段落【0018】?【0023】には、本願発明1を特定する他のパラメータであるf値について、その技術的意味について説明されているが、どのようにしたら、f値がこのような範囲のものとなるのかについては説明されていない。
段落【0024】?【0033】には、カーボンブラックの各特性の測定方法について記載されているが、どのようにしたらそのような特性を有するものが得られるのかについては、説明されていない。
段落【0034】にはゴム組成物を得ることが記載されているのみであり、段落【0035】には、「本発明の特性を備えるハード系ハイストラクチャーカーボンブラック」は、特定の構成の反応炉を用い、「原料油導入条件、燃料油及び原料油の供給量、反応時間(最終原料油導入位置から反応停止までの燃焼ガスの滞留時間)等を制御することによって製造することができる」とは記載されているものの、原料油導入条件をどのようにするのか、燃料油及び原料油の供給量をどの程度にするのか、反応時間(最終原料油導入位置から反応停止までの燃焼ガスの滞留時間)をどのように制御するのか、については、何ら説明されていない。
そうしてみると、発明の実施の形態に関する段落【0013】?【0035】には、本願発明1を特定する事項であるパラメータ、「CTAB」、「DBP」、「24M4DBP」、「DBP-24M4DBP」、「ΔDst/Dst」及び「f=(Tint /CTAB)・(24M4DBP/Dst)/(N_(2)SA/IA) 」のすべてが所定の数値範囲内にあるようにするために、どのようにすればよいのかについて、何ら具体的に記載されていない。

実施例等に関する記載について
段落【0036】には、「以下、本発明の実施例を比較例と対比して説明する。」と記載され、これに続く段落【0037】には、「実施例1?8、比較例1、3、6、8」のカーボンブラックについて、図3に示した反応炉を用いて製造したことが、段落【0038】には、「比較例2、4、5、7」のカーボンブラックについて、図4に示した反応炉を用いて製造したことが記載され、段落【0039】?【0042】は各カーボンブラックについて、個々の製造条件とその特性が記載され、段落【0043】?【0044】はゴム組成物の作成について記載され、段落【0045】?【0053】には、各カーボンブラックを配合したゴムの特性について、記載されている。
しかしながら、どのような製造条件にすれば各パラメータすべてが所定の数値範囲内にあるようにできるのか、については、何ら説明されていない。
したがって、実施例等に関する段落【0036】?【0053】にも、上記「CTAB」等のパラメータすべてが所定の数値範囲内にあるようにするために、どのような製造条件にすればよいのかについて、記載されていない。

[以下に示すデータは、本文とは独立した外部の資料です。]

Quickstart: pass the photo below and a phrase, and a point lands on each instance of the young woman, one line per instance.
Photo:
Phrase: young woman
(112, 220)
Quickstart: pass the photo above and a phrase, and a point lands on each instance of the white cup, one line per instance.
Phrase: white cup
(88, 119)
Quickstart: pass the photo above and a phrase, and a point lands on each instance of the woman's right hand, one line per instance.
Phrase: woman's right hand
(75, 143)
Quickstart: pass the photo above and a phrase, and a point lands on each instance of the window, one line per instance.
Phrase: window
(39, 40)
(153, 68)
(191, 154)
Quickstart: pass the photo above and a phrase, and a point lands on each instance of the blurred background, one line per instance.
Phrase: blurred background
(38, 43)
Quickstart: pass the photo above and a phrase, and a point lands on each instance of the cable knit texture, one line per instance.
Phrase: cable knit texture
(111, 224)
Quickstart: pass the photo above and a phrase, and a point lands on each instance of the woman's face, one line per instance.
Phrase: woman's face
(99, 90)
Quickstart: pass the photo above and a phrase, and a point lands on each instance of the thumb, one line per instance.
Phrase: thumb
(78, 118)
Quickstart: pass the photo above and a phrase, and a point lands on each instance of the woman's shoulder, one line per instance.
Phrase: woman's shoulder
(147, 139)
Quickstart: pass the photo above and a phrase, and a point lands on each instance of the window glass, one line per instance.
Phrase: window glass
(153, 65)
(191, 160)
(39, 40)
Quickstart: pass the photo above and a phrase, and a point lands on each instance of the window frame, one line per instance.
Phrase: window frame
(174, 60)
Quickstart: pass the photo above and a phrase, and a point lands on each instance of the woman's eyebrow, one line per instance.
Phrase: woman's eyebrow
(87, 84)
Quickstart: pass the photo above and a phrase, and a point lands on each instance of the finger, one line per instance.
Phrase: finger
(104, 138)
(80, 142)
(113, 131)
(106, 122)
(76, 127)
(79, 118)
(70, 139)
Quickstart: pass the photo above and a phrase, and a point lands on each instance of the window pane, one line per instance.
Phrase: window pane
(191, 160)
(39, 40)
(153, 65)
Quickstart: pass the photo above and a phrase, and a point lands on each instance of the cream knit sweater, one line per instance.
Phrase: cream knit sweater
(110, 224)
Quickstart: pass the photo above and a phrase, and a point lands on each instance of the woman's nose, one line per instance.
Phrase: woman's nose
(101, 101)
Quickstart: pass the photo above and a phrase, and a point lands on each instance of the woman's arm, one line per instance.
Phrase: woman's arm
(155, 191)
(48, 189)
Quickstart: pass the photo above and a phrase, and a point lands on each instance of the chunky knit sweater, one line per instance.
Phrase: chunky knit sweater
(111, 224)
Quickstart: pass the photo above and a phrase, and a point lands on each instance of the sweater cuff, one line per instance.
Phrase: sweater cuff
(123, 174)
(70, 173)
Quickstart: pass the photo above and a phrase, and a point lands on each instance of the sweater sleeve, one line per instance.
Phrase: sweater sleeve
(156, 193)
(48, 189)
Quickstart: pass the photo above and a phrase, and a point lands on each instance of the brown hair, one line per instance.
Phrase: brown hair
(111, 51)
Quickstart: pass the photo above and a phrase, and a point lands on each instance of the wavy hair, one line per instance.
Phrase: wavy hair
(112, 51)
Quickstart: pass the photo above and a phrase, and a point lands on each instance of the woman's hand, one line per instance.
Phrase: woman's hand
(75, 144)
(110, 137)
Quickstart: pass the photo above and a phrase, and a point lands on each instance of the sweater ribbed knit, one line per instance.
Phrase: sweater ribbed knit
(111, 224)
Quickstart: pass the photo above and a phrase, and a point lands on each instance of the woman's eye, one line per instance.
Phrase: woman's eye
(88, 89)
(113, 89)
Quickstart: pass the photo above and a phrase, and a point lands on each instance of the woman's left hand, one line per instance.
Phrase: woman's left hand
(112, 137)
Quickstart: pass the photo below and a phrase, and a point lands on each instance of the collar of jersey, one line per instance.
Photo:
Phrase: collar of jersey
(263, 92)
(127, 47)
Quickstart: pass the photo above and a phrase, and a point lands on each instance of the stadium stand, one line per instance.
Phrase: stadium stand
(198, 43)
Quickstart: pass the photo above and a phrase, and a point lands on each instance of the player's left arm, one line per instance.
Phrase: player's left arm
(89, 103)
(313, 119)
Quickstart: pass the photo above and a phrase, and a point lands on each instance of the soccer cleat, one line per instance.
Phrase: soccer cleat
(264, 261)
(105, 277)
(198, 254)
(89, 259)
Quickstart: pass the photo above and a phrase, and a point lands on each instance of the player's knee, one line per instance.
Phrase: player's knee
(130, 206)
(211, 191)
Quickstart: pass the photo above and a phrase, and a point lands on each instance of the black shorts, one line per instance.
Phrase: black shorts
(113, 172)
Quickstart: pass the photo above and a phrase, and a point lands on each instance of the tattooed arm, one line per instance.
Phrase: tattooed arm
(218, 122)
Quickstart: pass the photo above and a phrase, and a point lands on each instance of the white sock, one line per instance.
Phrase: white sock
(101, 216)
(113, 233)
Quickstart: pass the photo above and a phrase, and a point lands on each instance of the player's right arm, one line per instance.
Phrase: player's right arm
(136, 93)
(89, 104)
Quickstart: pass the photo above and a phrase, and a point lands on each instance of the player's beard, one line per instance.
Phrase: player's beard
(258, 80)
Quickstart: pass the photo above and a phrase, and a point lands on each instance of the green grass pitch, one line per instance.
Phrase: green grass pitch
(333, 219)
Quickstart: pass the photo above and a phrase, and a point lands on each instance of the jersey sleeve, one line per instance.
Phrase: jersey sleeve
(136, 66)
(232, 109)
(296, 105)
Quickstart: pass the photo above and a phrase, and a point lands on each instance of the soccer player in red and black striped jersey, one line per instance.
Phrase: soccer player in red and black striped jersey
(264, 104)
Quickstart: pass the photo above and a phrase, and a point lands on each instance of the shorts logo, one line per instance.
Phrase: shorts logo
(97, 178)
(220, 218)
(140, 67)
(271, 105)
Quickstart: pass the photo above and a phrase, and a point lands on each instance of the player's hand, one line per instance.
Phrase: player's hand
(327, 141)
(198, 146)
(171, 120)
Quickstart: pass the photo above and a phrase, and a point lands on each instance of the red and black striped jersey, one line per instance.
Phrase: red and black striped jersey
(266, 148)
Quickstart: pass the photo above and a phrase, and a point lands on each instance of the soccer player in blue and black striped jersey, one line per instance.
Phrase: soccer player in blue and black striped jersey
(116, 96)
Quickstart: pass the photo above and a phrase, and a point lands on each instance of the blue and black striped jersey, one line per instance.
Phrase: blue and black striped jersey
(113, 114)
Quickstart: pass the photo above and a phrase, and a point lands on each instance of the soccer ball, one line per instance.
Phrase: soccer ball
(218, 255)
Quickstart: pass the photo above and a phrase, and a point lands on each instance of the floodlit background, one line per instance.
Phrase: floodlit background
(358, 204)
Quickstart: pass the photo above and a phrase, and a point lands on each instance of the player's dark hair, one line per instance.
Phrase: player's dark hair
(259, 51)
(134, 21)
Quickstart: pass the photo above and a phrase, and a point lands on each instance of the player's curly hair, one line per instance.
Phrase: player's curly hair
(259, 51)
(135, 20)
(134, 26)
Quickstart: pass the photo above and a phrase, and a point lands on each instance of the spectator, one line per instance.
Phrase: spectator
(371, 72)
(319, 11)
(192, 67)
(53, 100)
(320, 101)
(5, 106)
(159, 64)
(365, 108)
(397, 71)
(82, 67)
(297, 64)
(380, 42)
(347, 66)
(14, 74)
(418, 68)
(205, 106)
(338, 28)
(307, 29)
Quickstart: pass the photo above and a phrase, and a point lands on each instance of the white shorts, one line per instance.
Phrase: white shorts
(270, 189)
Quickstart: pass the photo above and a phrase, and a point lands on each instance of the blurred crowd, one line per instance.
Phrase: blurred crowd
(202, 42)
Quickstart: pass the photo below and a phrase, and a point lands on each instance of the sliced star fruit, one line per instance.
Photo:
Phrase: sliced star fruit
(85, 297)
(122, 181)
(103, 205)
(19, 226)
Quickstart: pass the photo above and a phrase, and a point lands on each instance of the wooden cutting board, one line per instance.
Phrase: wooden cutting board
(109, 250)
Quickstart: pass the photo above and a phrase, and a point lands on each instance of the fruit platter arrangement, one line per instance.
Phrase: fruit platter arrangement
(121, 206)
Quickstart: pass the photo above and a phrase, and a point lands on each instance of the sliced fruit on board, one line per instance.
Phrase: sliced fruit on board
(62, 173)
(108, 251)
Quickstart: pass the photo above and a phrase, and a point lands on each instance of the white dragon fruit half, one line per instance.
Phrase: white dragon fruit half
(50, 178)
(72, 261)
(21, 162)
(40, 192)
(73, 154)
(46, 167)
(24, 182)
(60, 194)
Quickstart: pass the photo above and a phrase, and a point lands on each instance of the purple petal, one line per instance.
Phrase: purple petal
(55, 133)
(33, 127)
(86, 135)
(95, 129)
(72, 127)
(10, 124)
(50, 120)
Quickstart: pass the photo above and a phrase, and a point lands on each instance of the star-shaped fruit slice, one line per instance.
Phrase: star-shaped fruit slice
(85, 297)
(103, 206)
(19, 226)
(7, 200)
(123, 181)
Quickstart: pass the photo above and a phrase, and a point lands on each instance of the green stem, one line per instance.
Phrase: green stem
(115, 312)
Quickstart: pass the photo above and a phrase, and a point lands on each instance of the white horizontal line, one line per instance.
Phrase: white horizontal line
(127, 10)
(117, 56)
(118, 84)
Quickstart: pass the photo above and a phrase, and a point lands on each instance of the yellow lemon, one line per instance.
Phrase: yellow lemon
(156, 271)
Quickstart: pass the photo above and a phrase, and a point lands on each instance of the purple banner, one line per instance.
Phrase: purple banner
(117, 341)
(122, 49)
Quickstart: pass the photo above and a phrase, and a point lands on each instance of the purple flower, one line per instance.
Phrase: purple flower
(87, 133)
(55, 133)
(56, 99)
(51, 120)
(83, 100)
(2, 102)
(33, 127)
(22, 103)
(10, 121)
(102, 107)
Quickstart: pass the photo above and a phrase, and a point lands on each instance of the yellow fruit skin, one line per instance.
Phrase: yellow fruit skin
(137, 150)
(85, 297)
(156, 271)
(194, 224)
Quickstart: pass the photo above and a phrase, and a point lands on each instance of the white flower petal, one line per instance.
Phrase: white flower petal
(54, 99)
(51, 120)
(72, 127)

また、他の段落をみても、上記「CTAB」等のパラメータすべてが所定の数値範囲内にあるようにするために、どのような製造条件にすればよいのかについて、何ら具体的に記載されておらず、また、当業者の技術常識であるともいえないから、発明の詳細な説明の記載は、その発明の属する技術の分野における通常の知識を有する者がその実施をすることができる程度に明確かつ十分に記載したものである、ということはできない。

2.請求人の主張の検討
これに対し、請求人は、平成19年10月1日に提出した意見書において、参考図



を示すとともに、「本願明細書の段落0040、表1に記載されている本願発明の条件を充足する実施例1?4の製造条件(燃料油供給量、第1段原料油量、第2段原料油量、反応時間)と、例えばこの度限定したCTAB値との関係をプロットすれば添付した参考図のとおりであり、各製造条件とCTAB値との間にはある傾向(相関関係)が認められます。各製造条件と他のパラメータ値についても同様であり、本願明細書の図3に示される反応炉について、長年にわたる操業経験を有する当業者であれば、上記明細書の段落0035、実施例の記載内容に基づいて、蓄積された操業データとコンピューター制御技術により、CTAB、DBP、24M4DBP、DBP-24M4DBP、ΔDst/Dst及びfのすべてが所定の数値範囲内にあるように具体的製造条件を設定することは容易であり、本願発明1?2で規定されるパラメータが特定の数値範囲のカーボンブラックを製造現場において容易に入手することができます。」と主張する。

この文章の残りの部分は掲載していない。